One trend that has been on the rise in recent years is the use of digital twins to connect physical objects in a manufacturing environment with digital systems to help augment and improve the way products are developed. According to Deloitte, investment in digital twin technology is projected to grow to $16 Billion by 2023.

In this post, we’ll be exploring the history of digital twins, how they’ve been adopted in manufacturing industries, and the benefits they provide businesses as it relates to driving continuous improvement.

A digital twin is a dynamic, virtual representation or model of a part, object, machine, or even an entire production process. It consists of the physical item itself, the virtual representation of the item, and the connective functionality that allows data to pass back and forth between the physical and virtual object.

Given its interactive, dynamic functionality, a digital twin goes beyond a simple digital blueprint and includes all of the elements and dynamics of how an object exists and functions in the real world.

This gives humans the ability to see how a physical object would respond under varying conditions and circumstances while leveraging real-time data from the physical world, but in a virtual environment.

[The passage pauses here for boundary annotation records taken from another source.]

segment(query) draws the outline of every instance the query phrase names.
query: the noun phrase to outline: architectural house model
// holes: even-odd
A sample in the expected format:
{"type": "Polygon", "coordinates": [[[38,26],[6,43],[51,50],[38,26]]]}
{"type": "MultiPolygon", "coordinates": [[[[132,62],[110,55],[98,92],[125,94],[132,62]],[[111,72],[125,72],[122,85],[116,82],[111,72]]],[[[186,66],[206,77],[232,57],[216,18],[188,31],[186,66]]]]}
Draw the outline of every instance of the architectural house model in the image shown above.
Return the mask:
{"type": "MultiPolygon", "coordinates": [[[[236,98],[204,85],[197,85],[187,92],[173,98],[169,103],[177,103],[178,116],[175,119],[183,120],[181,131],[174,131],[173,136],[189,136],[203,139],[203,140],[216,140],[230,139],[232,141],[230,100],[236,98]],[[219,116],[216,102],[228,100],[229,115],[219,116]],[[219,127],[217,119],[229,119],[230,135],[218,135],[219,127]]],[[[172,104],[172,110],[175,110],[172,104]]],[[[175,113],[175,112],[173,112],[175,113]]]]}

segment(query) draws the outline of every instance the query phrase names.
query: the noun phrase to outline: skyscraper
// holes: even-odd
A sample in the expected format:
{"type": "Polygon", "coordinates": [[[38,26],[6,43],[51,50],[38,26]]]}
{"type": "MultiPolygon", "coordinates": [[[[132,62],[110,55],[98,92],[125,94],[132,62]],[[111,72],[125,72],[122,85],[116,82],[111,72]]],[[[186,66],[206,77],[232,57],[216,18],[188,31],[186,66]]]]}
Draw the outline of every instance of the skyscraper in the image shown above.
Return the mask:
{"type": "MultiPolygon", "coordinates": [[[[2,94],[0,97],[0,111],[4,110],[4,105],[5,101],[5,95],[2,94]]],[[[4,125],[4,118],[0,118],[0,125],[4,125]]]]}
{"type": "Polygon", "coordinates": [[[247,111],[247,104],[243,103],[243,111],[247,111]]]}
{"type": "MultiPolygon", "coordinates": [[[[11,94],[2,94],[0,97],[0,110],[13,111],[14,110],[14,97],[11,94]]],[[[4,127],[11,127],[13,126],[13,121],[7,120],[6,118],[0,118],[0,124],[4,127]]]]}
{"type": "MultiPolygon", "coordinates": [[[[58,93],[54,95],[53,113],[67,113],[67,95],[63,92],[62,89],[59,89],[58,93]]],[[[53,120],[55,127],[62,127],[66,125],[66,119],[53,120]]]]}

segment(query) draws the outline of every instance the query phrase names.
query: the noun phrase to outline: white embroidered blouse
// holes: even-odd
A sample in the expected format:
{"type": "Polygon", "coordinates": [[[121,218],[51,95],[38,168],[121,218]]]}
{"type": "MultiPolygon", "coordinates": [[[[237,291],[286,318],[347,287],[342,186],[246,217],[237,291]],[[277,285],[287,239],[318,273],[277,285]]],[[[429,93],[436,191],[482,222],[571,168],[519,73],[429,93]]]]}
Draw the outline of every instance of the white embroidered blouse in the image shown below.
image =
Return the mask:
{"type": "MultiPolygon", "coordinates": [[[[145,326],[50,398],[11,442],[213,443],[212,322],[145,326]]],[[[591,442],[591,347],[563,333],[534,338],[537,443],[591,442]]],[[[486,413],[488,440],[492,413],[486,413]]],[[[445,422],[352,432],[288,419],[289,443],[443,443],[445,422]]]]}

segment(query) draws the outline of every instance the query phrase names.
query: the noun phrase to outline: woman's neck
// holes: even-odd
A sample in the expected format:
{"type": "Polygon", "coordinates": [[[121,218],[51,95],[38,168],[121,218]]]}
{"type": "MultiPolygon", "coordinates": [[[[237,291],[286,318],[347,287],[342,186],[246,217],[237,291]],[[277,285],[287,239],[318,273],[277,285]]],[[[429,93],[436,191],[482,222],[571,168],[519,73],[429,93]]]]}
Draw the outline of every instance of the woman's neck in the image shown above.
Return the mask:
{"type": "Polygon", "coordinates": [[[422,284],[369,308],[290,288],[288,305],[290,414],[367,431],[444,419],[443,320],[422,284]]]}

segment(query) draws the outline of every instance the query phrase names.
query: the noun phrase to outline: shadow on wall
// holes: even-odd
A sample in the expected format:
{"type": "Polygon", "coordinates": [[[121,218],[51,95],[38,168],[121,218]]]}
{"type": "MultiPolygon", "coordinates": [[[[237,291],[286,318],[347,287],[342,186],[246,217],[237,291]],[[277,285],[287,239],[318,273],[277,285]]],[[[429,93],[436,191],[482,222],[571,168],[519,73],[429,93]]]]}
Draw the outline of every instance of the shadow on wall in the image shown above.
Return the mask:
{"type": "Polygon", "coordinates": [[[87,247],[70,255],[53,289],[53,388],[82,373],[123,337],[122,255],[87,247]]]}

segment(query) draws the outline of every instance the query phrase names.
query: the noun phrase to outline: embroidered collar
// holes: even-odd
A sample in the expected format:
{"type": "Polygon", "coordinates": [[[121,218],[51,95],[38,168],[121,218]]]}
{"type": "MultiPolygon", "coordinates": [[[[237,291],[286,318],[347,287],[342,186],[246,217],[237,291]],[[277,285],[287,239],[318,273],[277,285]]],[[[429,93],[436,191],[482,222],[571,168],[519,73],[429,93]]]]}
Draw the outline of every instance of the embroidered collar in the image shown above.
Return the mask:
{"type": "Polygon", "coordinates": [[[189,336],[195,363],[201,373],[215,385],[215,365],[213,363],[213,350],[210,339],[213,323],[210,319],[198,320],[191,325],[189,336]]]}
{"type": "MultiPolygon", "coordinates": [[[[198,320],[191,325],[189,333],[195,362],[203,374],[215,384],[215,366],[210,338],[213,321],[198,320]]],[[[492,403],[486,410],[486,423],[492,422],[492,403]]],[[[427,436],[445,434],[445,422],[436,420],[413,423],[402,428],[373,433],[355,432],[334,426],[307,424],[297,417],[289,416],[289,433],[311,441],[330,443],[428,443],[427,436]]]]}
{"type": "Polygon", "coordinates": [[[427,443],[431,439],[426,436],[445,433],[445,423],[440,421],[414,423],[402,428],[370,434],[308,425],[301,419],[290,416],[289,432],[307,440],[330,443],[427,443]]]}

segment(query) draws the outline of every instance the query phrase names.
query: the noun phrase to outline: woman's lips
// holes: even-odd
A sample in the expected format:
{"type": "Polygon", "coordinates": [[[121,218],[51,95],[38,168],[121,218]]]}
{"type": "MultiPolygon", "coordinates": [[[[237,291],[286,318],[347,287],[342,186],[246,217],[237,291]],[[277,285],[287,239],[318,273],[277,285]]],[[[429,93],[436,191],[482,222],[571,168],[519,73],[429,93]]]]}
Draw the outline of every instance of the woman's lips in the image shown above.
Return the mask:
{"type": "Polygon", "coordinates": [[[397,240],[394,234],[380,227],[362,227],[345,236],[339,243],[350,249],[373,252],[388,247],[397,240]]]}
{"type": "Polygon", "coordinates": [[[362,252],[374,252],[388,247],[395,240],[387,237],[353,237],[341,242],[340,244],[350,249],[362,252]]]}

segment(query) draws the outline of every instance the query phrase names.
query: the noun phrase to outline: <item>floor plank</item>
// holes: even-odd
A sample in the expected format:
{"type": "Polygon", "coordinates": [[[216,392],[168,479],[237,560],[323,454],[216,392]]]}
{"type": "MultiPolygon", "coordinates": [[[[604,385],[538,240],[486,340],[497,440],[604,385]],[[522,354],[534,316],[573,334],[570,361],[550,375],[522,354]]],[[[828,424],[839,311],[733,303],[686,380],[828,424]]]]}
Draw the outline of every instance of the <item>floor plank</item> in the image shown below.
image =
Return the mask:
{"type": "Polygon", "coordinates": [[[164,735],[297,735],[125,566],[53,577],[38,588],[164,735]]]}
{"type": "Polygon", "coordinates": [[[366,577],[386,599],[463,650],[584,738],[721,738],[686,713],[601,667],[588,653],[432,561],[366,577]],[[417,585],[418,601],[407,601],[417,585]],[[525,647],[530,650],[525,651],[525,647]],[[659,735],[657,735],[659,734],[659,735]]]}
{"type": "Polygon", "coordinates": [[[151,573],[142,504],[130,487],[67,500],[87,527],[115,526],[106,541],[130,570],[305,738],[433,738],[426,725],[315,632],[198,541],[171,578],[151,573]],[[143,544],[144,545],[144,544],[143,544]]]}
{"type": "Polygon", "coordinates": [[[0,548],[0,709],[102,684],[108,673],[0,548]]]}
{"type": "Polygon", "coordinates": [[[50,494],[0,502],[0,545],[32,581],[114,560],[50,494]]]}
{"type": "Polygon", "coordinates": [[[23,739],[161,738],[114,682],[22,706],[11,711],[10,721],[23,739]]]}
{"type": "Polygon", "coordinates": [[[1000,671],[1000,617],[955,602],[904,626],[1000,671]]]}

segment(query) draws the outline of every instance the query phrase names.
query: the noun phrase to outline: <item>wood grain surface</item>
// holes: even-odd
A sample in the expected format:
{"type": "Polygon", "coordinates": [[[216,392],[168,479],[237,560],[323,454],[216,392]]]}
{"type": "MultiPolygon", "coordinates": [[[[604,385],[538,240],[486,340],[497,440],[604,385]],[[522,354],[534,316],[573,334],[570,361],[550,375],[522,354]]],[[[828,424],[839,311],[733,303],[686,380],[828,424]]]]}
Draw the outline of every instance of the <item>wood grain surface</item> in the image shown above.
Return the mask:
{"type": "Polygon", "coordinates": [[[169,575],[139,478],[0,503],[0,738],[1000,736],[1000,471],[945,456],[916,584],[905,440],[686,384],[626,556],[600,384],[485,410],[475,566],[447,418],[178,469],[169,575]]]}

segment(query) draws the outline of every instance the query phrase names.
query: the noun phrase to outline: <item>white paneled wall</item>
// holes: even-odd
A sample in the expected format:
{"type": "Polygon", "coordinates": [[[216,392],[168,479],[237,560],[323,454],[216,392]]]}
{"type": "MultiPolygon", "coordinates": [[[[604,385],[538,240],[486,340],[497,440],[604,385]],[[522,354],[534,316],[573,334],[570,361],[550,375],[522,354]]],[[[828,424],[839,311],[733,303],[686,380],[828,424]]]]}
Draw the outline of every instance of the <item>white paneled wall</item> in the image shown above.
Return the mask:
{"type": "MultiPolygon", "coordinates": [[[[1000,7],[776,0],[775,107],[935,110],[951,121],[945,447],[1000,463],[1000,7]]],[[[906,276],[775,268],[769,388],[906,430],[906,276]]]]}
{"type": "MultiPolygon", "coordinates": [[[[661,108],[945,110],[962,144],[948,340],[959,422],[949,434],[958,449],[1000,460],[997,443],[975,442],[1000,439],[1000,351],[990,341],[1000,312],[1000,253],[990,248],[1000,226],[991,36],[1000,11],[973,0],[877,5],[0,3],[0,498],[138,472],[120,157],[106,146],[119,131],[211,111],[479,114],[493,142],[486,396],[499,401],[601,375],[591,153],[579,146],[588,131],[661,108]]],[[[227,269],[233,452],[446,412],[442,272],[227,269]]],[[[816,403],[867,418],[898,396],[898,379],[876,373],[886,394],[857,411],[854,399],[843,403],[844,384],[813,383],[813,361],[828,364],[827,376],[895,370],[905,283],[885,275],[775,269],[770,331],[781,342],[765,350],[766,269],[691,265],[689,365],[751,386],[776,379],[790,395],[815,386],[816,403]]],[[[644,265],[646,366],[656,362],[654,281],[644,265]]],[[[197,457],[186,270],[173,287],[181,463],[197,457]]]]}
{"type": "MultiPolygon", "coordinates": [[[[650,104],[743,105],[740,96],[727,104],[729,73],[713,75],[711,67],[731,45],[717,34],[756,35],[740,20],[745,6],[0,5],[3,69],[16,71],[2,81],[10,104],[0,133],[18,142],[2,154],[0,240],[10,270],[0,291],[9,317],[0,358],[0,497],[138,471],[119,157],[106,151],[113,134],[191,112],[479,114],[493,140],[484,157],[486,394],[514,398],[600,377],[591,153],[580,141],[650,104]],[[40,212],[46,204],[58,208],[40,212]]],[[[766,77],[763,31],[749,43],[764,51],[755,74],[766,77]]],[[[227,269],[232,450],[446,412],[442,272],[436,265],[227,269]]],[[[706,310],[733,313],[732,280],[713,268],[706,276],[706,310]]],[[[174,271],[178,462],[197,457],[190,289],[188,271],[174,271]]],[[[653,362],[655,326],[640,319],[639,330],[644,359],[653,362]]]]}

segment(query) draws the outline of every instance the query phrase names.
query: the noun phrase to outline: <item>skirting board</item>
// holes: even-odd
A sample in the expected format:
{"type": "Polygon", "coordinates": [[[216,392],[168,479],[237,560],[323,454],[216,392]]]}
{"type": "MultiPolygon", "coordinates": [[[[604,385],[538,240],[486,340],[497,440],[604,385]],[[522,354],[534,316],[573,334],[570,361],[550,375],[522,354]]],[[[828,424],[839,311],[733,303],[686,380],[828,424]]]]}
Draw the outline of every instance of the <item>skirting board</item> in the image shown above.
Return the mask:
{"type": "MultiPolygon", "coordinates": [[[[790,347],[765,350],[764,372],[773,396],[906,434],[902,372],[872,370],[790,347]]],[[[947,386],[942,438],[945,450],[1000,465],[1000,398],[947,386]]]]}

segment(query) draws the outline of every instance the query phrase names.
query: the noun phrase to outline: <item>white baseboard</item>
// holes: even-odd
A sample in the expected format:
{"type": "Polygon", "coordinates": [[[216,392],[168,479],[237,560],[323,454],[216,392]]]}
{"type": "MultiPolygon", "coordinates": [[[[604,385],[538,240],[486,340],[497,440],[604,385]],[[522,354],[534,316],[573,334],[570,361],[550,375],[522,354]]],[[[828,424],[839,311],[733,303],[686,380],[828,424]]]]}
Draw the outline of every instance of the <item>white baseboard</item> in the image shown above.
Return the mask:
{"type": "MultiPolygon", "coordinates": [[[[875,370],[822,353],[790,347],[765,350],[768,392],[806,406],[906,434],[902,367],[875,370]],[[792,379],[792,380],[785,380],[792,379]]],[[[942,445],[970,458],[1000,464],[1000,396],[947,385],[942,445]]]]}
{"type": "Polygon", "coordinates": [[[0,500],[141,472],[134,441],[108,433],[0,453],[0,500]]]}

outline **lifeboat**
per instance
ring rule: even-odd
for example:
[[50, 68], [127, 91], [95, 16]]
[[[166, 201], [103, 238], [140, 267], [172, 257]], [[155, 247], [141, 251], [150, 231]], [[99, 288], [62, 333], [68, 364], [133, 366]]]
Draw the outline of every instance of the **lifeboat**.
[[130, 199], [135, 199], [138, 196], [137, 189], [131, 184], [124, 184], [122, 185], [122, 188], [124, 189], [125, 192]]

In order to collect data, digital twins use a combination of virtual and augmented reality to visualize objects, as well as IoT devices and sensors to collect data from the environment that the physical environment exists in. This ensures that the digital twin accurately depicts an object or process at any given time on the factory floor.

Because of these features, a digital twin used within a manufacturing setting can be applied to a single critical component or an entire machine. In more expanded use, the technology can also be used to map out and keep tabs on an entire production line and even the production operations as a whole.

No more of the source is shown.